In one sense, parents can take this advice without digging into it too much. They want what is best for the children. If having that conversation helps, then they should have it. However, to really know why this conversation is needed, they may want to ask themselves why children even think that they would ever be responsible for their parents’ divorce in the first place. 

In some cases, especially with very young children who have not yet learned how to think from anyone else’s perspective, the issue is that they think they cause nearly everything in their world. Essentially, in their young minds, the entire world revolves around them. This can lead to selfish behavior — which is what parents often see — but it can also lead to a self-blaming attitude. Children may just naturally assume everything bad that happens is their own fault — even when there is no evidence to support that idea.

In other cases, children just misinterpret the evidence. Maybe a young boy has an argument with his father. The next day, his father and mother tell him they’re getting divorced.
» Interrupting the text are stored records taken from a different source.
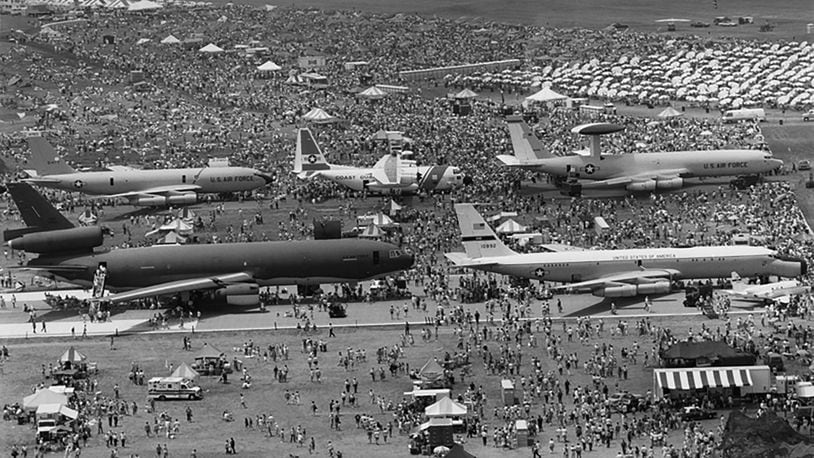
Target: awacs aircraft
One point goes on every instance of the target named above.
(613, 273)
(634, 171)
(391, 175)
(776, 291)
(232, 272)
(150, 188)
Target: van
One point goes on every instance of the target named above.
(775, 361)
(163, 388)
(752, 114)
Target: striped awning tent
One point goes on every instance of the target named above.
(703, 377)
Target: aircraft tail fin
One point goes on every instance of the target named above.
(38, 214)
(478, 239)
(45, 159)
(527, 147)
(309, 157)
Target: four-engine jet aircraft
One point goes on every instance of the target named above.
(634, 171)
(230, 271)
(391, 175)
(150, 188)
(614, 273)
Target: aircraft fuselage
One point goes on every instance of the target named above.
(269, 263)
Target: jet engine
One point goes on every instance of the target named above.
(639, 186)
(60, 241)
(242, 294)
(659, 287)
(161, 201)
(670, 183)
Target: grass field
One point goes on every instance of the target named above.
(789, 16)
(208, 431)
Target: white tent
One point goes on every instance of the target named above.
(170, 40)
(371, 232)
(466, 94)
(446, 407)
(372, 93)
(33, 401)
(269, 66)
(545, 95)
(318, 115)
(510, 226)
(144, 5)
(211, 48)
(53, 409)
(669, 112)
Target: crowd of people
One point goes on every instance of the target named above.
(199, 106)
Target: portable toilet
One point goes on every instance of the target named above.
(507, 392)
(521, 428)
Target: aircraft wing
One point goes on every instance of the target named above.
(159, 191)
(627, 179)
(462, 260)
(622, 278)
(202, 283)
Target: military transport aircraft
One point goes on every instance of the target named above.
(149, 188)
(393, 174)
(230, 271)
(614, 273)
(632, 171)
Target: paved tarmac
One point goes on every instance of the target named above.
(14, 322)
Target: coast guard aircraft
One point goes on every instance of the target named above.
(391, 175)
(150, 188)
(614, 273)
(634, 171)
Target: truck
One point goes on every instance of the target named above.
(744, 114)
(164, 388)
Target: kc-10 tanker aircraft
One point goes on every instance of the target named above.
(614, 273)
(632, 171)
(148, 188)
(230, 271)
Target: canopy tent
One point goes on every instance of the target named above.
(33, 401)
(170, 40)
(72, 355)
(457, 451)
(379, 219)
(371, 232)
(545, 95)
(211, 48)
(209, 352)
(184, 371)
(318, 116)
(53, 409)
(372, 93)
(510, 226)
(669, 112)
(144, 5)
(465, 94)
(431, 370)
(394, 207)
(269, 66)
(446, 407)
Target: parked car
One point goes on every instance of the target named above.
(627, 402)
(694, 413)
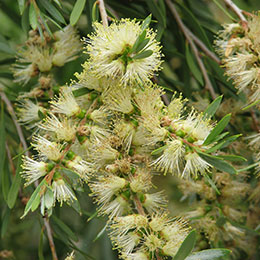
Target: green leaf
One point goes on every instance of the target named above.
(233, 158)
(53, 11)
(64, 228)
(40, 247)
(138, 41)
(76, 12)
(4, 47)
(186, 247)
(95, 12)
(80, 92)
(146, 22)
(143, 54)
(217, 162)
(33, 16)
(5, 221)
(193, 66)
(217, 129)
(157, 12)
(159, 150)
(4, 177)
(13, 192)
(33, 198)
(211, 183)
(21, 4)
(212, 108)
(212, 254)
(100, 233)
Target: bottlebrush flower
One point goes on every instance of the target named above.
(66, 46)
(112, 55)
(33, 170)
(62, 192)
(65, 103)
(63, 128)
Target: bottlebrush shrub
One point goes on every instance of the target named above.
(111, 130)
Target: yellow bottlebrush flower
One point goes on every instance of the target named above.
(155, 201)
(40, 55)
(65, 103)
(33, 170)
(24, 72)
(62, 192)
(47, 149)
(118, 98)
(63, 128)
(67, 44)
(111, 53)
(28, 112)
(171, 159)
(194, 165)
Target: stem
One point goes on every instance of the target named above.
(103, 12)
(14, 118)
(50, 238)
(204, 48)
(236, 10)
(186, 33)
(25, 147)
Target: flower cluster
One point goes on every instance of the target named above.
(239, 47)
(110, 129)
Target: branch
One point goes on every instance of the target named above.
(50, 238)
(25, 147)
(103, 12)
(203, 47)
(236, 10)
(186, 33)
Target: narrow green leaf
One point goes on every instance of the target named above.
(251, 105)
(143, 54)
(212, 108)
(64, 228)
(21, 4)
(157, 12)
(146, 22)
(76, 12)
(142, 44)
(33, 197)
(3, 172)
(212, 254)
(217, 162)
(53, 11)
(217, 129)
(80, 92)
(193, 66)
(139, 40)
(95, 12)
(211, 183)
(40, 247)
(5, 221)
(100, 233)
(159, 150)
(233, 158)
(33, 16)
(186, 247)
(13, 192)
(6, 49)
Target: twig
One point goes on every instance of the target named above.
(236, 10)
(208, 84)
(203, 47)
(25, 147)
(50, 238)
(14, 118)
(103, 12)
(10, 158)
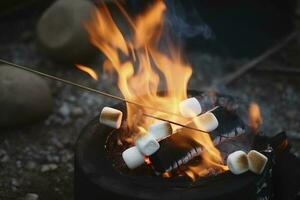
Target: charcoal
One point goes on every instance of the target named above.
(176, 150)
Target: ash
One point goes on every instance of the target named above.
(38, 159)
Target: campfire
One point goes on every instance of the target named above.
(168, 131)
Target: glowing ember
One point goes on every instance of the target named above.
(88, 70)
(143, 69)
(255, 116)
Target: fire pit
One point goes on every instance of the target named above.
(100, 173)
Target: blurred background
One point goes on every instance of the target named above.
(41, 119)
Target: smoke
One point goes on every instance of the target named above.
(185, 21)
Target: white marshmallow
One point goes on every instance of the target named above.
(160, 130)
(206, 122)
(111, 117)
(257, 161)
(147, 144)
(190, 107)
(237, 162)
(133, 157)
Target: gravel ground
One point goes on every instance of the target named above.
(39, 159)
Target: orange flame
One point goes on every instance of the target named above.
(143, 70)
(255, 118)
(88, 70)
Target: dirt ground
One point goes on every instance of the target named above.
(39, 158)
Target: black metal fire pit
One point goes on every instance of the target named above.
(96, 177)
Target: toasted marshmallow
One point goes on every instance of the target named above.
(206, 122)
(111, 117)
(133, 157)
(237, 162)
(147, 144)
(160, 130)
(257, 161)
(190, 107)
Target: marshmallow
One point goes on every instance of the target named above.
(206, 122)
(133, 158)
(111, 117)
(190, 107)
(257, 161)
(160, 130)
(238, 162)
(147, 144)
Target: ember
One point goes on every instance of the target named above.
(142, 67)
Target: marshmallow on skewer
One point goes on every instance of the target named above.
(206, 122)
(111, 117)
(133, 158)
(190, 107)
(238, 162)
(160, 130)
(257, 161)
(147, 144)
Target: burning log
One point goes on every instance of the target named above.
(257, 161)
(174, 151)
(238, 162)
(111, 117)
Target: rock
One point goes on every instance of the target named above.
(48, 167)
(64, 110)
(77, 112)
(61, 33)
(31, 196)
(30, 165)
(25, 97)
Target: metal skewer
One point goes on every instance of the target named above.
(101, 93)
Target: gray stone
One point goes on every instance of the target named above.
(31, 196)
(77, 112)
(30, 165)
(61, 33)
(25, 97)
(48, 167)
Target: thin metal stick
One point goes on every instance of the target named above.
(101, 93)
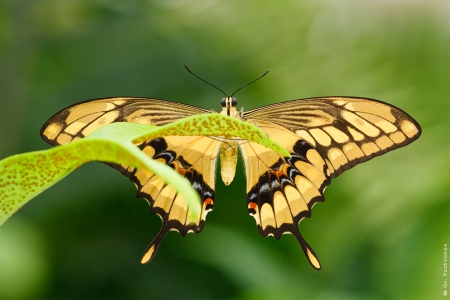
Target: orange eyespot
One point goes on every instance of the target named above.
(252, 205)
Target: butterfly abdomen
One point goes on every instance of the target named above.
(228, 160)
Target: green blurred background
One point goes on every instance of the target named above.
(379, 235)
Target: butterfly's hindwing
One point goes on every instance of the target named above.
(281, 191)
(195, 159)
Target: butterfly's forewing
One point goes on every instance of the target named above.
(79, 120)
(325, 137)
(193, 157)
(344, 130)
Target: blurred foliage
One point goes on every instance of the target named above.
(381, 232)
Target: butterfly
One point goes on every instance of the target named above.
(325, 137)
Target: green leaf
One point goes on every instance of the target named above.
(24, 176)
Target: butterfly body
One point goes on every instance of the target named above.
(325, 136)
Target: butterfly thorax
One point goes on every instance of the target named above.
(229, 148)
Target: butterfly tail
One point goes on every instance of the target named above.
(312, 257)
(154, 245)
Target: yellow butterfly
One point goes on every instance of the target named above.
(325, 136)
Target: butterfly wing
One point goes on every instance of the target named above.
(193, 157)
(325, 137)
(344, 130)
(77, 121)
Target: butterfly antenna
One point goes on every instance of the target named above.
(265, 73)
(205, 81)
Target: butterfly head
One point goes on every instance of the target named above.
(228, 102)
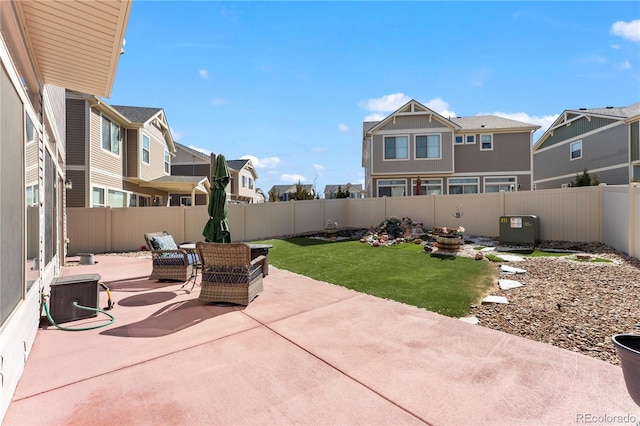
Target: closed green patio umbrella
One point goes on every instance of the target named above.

He had nothing to do with their decision and his father hasn’t thought about the minor argument since it happened, but it’s still the biggest event in the boy’s life. He’s sure Dad leaving and the divorce is the result of that argument. 

Don’t expect your children to think logically about divorce. Instead, take the time to find out what you can do to help them with the divorce as much as possible. You can best do this through an effective parenting plan and a custody and visitation schedule that best supports their needs.